Trump Administration Buries COVID-19 Information For Religious Communities

Published Jul 2, 2020

What happened: White House officials instructed the Centers for Disease Control and Prevention (CDC) to delete certain science-based sections of a COVID-19 guidance measure for communities of faith. The CDC guidance was meant to help religious communities navigate decisions around holding in-person gatherings while mitigating the risk of spreading COVID-19 among their staff and congregations.

Why it matters: Government officials denying the public of science-based information can have serious repercussions on their health and safety. Issues of faith and religious gatherings hold fundamental importance to a large number of Americans and the White House’s actions to ignore the science of how to keep religious communities safe needlessly endangers the lives of millions of people.
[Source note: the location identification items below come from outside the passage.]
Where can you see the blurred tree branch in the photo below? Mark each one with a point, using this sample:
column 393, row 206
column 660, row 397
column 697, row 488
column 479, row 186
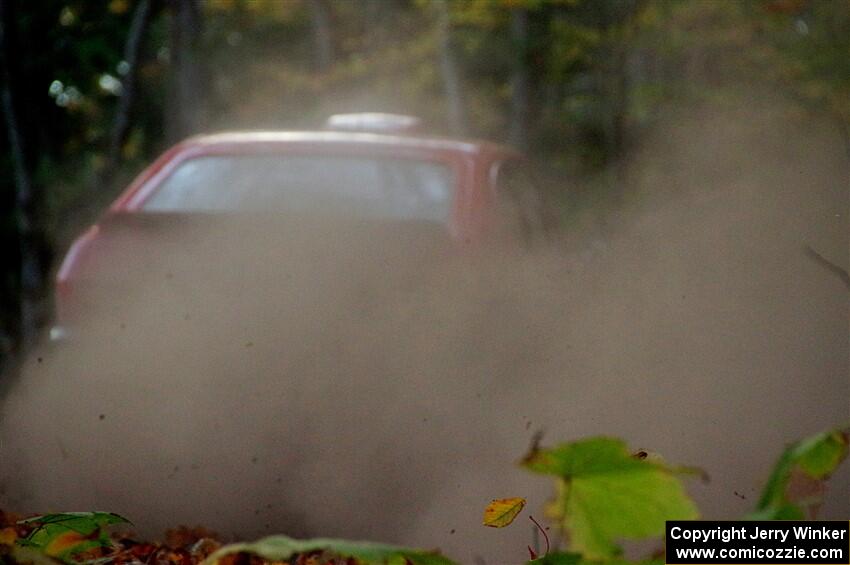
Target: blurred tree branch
column 30, row 278
column 121, row 124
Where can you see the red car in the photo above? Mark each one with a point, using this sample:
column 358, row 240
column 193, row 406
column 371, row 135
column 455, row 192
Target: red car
column 366, row 166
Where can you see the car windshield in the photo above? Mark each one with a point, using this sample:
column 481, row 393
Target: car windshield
column 366, row 186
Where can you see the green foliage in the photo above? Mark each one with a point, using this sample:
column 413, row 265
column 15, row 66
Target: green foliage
column 279, row 548
column 65, row 534
column 814, row 458
column 606, row 494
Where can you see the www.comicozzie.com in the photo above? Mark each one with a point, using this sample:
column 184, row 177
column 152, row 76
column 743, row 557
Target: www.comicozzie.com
column 758, row 542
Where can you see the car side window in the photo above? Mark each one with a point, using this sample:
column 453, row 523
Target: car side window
column 519, row 200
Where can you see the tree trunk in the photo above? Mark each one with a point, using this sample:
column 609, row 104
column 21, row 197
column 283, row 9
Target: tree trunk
column 121, row 124
column 449, row 71
column 29, row 273
column 184, row 117
column 520, row 87
column 320, row 19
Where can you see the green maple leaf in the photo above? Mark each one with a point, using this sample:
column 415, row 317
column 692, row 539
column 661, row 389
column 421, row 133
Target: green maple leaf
column 605, row 494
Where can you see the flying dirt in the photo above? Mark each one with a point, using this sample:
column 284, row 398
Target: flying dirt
column 289, row 381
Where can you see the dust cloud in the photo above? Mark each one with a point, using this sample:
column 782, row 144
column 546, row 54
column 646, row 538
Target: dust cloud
column 313, row 379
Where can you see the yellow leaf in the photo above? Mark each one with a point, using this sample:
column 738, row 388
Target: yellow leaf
column 501, row 512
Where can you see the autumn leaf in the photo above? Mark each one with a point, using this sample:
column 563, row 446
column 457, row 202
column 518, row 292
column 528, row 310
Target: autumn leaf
column 502, row 512
column 64, row 534
column 606, row 494
column 8, row 536
column 281, row 548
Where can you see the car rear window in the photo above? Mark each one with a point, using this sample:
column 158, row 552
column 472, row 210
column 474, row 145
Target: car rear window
column 369, row 186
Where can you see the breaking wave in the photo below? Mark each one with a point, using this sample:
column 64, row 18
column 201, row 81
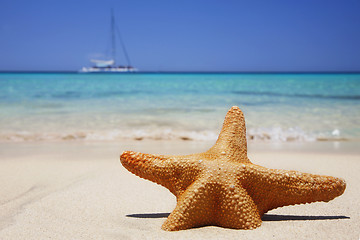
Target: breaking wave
column 275, row 134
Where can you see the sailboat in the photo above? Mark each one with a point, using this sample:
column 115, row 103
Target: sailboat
column 110, row 66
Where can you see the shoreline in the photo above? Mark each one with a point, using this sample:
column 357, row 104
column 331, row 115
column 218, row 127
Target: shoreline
column 80, row 190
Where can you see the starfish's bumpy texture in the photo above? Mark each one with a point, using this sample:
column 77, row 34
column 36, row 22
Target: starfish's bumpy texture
column 222, row 187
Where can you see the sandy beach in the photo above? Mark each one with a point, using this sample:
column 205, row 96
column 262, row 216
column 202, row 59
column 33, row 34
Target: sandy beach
column 77, row 190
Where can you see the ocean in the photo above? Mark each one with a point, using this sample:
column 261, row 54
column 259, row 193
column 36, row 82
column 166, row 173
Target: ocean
column 177, row 106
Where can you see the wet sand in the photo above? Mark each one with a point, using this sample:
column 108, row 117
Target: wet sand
column 75, row 190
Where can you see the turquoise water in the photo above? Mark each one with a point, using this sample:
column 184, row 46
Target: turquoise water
column 277, row 107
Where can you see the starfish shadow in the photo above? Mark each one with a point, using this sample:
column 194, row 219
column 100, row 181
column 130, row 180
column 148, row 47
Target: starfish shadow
column 149, row 215
column 266, row 217
column 276, row 217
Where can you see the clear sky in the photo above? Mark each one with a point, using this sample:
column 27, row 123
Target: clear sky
column 183, row 35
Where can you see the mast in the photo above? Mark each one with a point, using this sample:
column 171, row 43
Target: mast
column 113, row 42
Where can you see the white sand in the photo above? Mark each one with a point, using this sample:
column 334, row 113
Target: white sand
column 81, row 191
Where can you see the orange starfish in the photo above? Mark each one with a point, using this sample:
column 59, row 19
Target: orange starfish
column 222, row 187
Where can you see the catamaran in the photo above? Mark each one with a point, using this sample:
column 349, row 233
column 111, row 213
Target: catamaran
column 110, row 66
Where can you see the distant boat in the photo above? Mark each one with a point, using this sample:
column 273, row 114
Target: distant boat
column 110, row 66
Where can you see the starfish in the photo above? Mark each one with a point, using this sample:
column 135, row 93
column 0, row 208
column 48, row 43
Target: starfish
column 222, row 187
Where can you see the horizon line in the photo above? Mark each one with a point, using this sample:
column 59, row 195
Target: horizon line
column 188, row 72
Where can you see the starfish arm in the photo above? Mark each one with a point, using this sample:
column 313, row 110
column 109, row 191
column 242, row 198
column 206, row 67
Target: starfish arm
column 175, row 173
column 194, row 208
column 231, row 142
column 271, row 188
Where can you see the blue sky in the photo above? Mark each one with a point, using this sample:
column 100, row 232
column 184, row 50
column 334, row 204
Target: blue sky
column 194, row 35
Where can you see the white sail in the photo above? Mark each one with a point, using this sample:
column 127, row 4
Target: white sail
column 103, row 63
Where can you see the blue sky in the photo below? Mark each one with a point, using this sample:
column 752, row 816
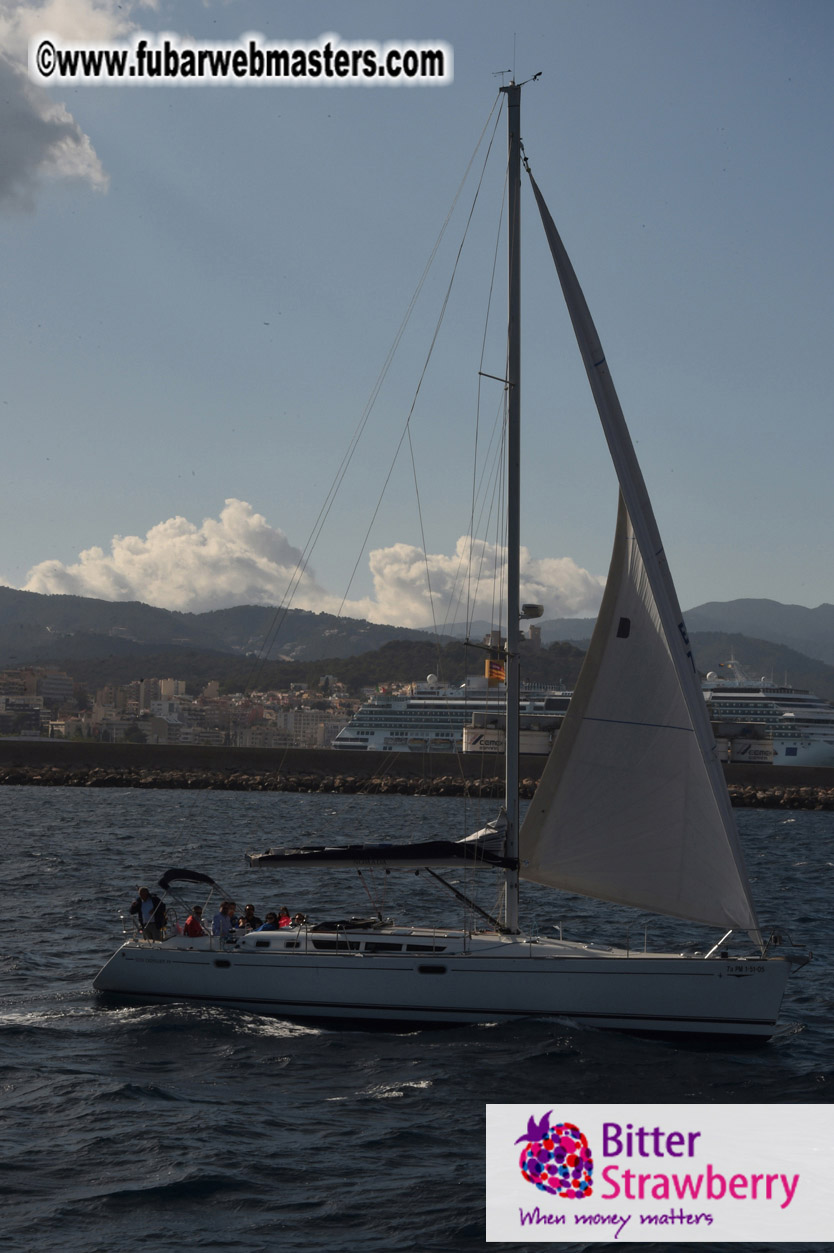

In late May, officials from the Centers for Disease Control and Prevention (CDC) were instructed by the Trump administration to edit out key scientific recommendations from a guidance document detailing how houses of worship can more safely operate during the COVID-19 pandemic. Specifically, within one day of posting the recommendations, the White House demanded that the CDC remove the sections that described the potential health risks associated with choir singing and sharing cups. Two Trump administration officials told the Washington Post that the motivation behind deleting these science-backed statements stemmed from political concerns, that is, the Trump administration was afraid of alienating evangelical communities and therefore wanted the CDC’s recommendations to be less restrictive.

In the original version, the CDC recommended that communities of faith “consider suspending or at least decreasing use of choir/musical ensembles and congregant singing, chanting, or reciting during services or other programming, if appropriate within the faith tradition. The act of singing may contribute to transmission of COVID-19, possibly through emission of aerosols.” The guidance measure also listed a number of items that are often shared between community members while attending a religious gathering, such as prayer rugs, prayer books, and shared cups, and recommended limiting the sharing of these objects. In the version edited by the White House, the entire portion on choir singing was removed, along with “shared cups” as a potential source of infectious spread.

A CDC report issued in mid-May described a situation in Washington State where the source of a COVID-19 outbreak was traced back to a church choir. One member of the church choir, who was showing symptoms of COVID-19, attended a 2.5 hour choir practice session and infected 87 percent of the choir group with COVID-19, leading to three hospitalizations and two deaths. CDC scientists concluded that the very act of singing, particularly in close proximity and for an extended time, might have contributed to the spread of COVID-19.

Since religious gatherings have previously led to COVID-19 outbreaks in places like Arkansas and South Korea, it is imperative that religious communities have access to the latest scientific research on how best to hold in-person gatherings without harming their staff and congregation. However, this is the second time during the pandemic that the White House has directly ordered the CDC to suppress the publication of science-backed recommendations meant to help religious communities. At the same time, the Trump administration has been pushing for the opening up of houses of worships, especially Christian churches, for what appear to be politically-motivated reasons. The Trump administration’s attempt to suppress scientific guidelines for religious communities further endangers the health and safety of those communities and all Americans during the COVID-19 pandemic.